Rory McKimball ha hecho trabajos para unos y para otros, pero no pertenece a ninguna familia y nadie querría tenerlo en nómina: está demasiado “sonado”. Es un tipo peligroso, de los que pierden la cabeza y enloquecen en cuanto ven sangre. Recordar que Patrick O´Callahan podría ayudarles en esta parte de la investigación.

3. El vecindario (si los PJ han localizado el edificio donde vive)

Si los PJ han localizado el edifio donde vive Rory, observarán que la gente es muy pobre, en su mayoría inmigrantes que apenas hablan inglés, en perpetuo temor al Departamento de Inmigración y a las presiones de los gángsters.
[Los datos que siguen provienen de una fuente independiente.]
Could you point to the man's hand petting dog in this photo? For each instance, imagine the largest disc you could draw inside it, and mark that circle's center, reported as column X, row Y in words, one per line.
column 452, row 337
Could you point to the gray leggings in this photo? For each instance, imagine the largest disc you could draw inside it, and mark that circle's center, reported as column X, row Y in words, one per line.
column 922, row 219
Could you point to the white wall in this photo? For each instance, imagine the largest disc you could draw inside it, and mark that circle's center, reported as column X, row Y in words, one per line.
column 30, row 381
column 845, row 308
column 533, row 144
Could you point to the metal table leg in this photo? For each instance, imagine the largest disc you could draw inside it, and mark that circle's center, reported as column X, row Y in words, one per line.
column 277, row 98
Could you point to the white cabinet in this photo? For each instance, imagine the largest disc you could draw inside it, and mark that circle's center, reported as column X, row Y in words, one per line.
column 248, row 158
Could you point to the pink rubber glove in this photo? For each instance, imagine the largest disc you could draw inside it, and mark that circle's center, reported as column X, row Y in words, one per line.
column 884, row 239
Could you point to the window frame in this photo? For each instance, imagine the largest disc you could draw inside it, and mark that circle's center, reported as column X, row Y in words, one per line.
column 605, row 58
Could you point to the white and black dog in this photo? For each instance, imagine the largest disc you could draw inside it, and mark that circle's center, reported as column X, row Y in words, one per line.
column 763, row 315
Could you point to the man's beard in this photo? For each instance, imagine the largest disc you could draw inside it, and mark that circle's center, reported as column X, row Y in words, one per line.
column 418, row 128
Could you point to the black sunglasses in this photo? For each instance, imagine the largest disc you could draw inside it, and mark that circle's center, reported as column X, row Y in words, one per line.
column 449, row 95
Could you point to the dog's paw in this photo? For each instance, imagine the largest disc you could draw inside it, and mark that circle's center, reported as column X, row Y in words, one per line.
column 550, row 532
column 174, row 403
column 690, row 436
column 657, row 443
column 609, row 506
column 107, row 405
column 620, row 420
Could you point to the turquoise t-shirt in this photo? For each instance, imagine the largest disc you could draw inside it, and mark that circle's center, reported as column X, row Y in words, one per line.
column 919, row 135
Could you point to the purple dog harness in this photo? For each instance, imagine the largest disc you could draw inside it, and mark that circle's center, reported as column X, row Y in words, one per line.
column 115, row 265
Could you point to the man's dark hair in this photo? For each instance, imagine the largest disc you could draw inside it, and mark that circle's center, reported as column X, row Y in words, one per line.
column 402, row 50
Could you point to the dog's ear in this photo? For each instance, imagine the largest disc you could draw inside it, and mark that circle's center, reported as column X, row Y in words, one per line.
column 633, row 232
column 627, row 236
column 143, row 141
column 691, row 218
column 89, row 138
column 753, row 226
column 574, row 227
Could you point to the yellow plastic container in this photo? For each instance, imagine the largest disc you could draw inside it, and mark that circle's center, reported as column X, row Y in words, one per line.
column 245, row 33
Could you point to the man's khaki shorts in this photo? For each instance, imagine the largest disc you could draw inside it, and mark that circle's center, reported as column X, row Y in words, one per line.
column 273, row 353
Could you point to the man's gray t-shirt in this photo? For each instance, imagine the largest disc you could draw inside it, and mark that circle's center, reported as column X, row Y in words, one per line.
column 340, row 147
Los PJ tendrán que emplear todo su tacto, pero los resultados merecen la pena:

-McKimball se reúne con otros -de seis a diez personas- en su departamento (2º piso del 230 de Rowan Rd.). A veces bajan al sótano y pasan allí horas. Se llevan bultos y velas y dejan el suelo lleno de garabatos muy raros.

-McKimball vive con una mujer que nunca sale a la calle, pero a veces se la oye llorar y sollozar en algún idioma extranjero.

-(si se pasa una tirada de Suerte) Hace no mucho la mujer debió dar a luz, porque vino una partera (ilocalizable) y se escuchó el llanto de un bebé.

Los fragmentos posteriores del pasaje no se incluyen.